US DOCKSIDE chassis provider IAS-International Asset Systems feels it has identified and resolved the big billing problem that has troubled forwarders and cargo owners procuring trailers since carriers stopped doing it in recent years.

“The administration and accuracy of billing is the problem,” said IAS chief operations officer John Allen in response to questions from the Hong Kong Shipping Gazette.  ”When an ocean carrier makes an exception with a customer to absorb the charges for a chassis, the carrier must be able to inform the billing entity of that fact for the specific moves in question,” he said.

And this is where carriers fall down, he said, adding that his Oakland-based company has devised a billing system that uses gate activity information, itemising billable moves and identifying who pays for what. ”We make this information available to all billable parties in real time, so the party paying (motor and ocean carriers) gets accurate invoice and complete back-up info. We also have a support team to reconcile billing problems,” he said.

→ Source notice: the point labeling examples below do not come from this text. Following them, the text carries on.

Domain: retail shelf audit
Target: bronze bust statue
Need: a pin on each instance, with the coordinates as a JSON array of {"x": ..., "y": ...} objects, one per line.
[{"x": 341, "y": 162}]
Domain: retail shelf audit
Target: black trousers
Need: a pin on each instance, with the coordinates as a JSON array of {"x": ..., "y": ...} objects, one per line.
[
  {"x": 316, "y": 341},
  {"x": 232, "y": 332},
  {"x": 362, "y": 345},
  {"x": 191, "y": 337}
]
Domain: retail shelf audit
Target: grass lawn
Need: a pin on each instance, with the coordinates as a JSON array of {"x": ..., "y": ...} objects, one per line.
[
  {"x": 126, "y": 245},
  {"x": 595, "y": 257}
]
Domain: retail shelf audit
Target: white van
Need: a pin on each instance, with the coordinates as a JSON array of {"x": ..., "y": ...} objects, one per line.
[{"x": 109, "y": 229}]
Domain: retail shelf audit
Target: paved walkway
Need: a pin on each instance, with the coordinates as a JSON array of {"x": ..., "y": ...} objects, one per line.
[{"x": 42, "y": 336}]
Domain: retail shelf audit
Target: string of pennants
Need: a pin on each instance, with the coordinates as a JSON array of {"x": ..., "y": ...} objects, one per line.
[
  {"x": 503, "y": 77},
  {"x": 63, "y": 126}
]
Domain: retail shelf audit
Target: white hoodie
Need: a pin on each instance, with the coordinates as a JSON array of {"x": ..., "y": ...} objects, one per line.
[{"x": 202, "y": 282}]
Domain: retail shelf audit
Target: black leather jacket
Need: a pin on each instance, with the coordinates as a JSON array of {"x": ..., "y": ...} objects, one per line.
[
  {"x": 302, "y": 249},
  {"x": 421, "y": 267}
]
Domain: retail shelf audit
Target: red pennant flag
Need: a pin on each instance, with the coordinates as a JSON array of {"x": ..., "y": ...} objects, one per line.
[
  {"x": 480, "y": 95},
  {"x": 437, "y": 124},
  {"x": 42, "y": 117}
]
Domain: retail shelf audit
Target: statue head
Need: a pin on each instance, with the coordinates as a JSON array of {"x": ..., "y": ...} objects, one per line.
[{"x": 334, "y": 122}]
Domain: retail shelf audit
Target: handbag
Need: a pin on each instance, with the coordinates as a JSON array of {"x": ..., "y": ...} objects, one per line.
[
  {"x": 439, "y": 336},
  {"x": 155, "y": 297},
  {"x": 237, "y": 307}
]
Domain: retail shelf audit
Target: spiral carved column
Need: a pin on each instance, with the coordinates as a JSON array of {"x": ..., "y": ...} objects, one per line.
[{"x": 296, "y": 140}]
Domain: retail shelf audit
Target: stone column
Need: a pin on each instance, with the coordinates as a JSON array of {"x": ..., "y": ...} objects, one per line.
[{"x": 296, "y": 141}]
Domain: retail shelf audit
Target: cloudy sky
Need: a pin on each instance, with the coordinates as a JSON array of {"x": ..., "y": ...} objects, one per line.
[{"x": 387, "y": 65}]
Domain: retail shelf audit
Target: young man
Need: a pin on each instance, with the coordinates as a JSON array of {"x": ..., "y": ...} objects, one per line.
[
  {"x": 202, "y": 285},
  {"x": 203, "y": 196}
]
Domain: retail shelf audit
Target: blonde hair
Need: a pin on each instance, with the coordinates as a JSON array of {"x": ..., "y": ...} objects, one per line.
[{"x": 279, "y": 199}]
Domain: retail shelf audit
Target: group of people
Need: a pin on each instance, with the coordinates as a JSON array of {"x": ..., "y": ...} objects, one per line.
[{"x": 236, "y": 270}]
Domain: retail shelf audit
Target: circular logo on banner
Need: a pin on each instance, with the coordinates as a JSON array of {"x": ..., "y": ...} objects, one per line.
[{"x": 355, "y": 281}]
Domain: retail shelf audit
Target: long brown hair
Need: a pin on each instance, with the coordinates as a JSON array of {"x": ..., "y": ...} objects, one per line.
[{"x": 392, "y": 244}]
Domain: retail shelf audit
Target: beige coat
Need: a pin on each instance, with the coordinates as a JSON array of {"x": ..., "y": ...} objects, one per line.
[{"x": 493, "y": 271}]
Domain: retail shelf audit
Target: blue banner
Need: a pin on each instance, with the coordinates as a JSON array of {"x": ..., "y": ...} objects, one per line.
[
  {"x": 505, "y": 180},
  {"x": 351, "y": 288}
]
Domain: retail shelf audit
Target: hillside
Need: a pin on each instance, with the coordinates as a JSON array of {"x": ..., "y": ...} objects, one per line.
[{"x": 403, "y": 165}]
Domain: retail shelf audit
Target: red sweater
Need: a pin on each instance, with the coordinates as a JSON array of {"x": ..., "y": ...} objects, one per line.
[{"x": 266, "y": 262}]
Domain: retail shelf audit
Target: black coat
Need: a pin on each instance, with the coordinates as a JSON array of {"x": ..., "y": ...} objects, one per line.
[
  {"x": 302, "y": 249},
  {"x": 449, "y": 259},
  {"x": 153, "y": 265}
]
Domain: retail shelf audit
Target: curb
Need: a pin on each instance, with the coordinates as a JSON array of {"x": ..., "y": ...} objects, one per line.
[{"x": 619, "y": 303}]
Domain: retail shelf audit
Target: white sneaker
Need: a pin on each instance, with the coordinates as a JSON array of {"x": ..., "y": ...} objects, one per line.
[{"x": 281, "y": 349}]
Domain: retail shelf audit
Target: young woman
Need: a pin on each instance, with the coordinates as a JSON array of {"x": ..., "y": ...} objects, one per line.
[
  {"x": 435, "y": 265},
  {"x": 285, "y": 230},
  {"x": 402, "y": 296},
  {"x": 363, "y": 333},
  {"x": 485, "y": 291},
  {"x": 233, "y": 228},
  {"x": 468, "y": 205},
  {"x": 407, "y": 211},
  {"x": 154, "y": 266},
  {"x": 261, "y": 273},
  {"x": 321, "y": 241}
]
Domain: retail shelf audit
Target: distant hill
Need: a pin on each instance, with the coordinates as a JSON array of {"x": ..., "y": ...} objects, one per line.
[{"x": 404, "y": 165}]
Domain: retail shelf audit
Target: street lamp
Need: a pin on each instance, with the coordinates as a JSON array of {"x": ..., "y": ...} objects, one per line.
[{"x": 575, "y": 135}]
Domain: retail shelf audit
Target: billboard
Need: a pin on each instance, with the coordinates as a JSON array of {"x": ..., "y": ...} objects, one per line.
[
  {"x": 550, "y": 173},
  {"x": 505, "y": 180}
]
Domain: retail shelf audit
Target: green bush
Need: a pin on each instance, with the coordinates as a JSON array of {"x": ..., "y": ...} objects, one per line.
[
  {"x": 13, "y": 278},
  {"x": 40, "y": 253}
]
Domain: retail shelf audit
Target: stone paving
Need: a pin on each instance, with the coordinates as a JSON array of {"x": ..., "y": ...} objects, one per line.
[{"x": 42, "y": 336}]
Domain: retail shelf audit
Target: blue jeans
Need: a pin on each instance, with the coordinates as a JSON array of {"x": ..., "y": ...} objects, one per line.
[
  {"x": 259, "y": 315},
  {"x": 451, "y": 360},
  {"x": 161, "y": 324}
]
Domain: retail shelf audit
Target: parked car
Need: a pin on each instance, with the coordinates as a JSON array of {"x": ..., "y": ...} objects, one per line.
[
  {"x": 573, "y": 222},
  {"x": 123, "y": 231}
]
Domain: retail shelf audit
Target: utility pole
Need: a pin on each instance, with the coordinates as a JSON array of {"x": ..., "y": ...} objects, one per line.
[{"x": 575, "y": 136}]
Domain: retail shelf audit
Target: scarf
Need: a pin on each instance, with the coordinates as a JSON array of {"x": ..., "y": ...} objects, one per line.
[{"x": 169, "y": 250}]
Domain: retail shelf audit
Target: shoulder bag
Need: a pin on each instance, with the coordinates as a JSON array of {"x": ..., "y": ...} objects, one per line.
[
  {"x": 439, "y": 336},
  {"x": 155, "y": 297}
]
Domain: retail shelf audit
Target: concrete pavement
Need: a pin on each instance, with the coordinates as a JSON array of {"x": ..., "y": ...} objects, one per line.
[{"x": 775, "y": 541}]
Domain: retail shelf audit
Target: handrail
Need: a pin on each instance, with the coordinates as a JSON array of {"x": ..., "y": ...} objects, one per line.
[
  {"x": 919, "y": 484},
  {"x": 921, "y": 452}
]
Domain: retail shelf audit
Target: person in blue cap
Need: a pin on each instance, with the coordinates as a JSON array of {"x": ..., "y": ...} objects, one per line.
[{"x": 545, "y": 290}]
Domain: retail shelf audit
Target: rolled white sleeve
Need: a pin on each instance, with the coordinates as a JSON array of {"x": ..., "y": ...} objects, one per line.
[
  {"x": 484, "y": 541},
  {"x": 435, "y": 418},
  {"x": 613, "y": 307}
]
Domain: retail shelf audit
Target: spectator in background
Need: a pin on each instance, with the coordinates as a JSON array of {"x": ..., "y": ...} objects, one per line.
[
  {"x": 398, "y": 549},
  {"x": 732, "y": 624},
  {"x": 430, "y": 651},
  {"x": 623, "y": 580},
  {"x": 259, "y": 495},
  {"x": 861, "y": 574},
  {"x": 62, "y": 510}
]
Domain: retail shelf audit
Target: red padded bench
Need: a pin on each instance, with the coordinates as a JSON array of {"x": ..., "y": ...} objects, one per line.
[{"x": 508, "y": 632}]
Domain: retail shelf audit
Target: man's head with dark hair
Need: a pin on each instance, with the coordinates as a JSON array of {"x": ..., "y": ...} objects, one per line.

Such systems, it is hoped, will spread to bring to an end the tortured history of dockside chassis provision, which carriers abandoned in the US a few years ago, leaving all in state of confusion.

In the US, ocean carriers have traditionally provided chassis at no direct charge to trucking companies or cargo owners. In other countries, truckers own or procure chassis. Ocean carriers formed “pools” to share the chassis and manage usage of the chassis by the trucking companies in some busy port and inland rail terminal locations.

Several years ago, Maersk said it would end its ownership and free chassis provisioning and in 2012, the company had sold them to leasing companies. Soon other carriers stopped providing chassis. But this did not mean ocean carriers were no longer responsible for the cost of chassis provisioning.

As carriers sold their chassis, the large asset companies took over, apportioning cost according to the terms of each container move. They would bill the cargo owner, the trucking company or the ocean carrier depending on the specifics of the deal that often lacked clarity. Mistakes were many and dissatisfaction grew. Ocean carriers got out to trim costs as the shipping industry faced global overcapacity and falling rates. Not only the costs of the chassis provisioning itself, but there was the expense of repairs and legal liability, too.

So carriers sold their owned assets to leasing companies and returned leased fleets to the lessors. Some arrangements required a commitment of usage on the part of the ocean carriers. In response, some forwarders, were able to persuade carriers to continue to pay for the chassis regardless of whether the move was merchant or carrier haul.

Many shifted their bill of lading terms with the ocean carriers from merchant to carrier haul. For the most part, if it were a carrier haul move, the liner company would either pay the equipment provider directly for the carrier haul usage or they were billed by the trucker for the move to the customer’s location. Chassis are still available, but the supplier and billing model has changed.

The end of the carrier’s central role means truckers are responsible for the chassis charges if rented or operating costs if owned. Leasing companies or chassis pool operators can bill trucking companies for their specific usage. Truckers would rebill their respective customer for the use. This could be either the cargo owner or the ocean carrier.

To Mr Allen, the new way is more efficient as it requires fewer assets to handle the volume due to economies of scale. This way, he says, one combines disparate supply points and providers, and having fewer parties involved while increasing trucker flexibility.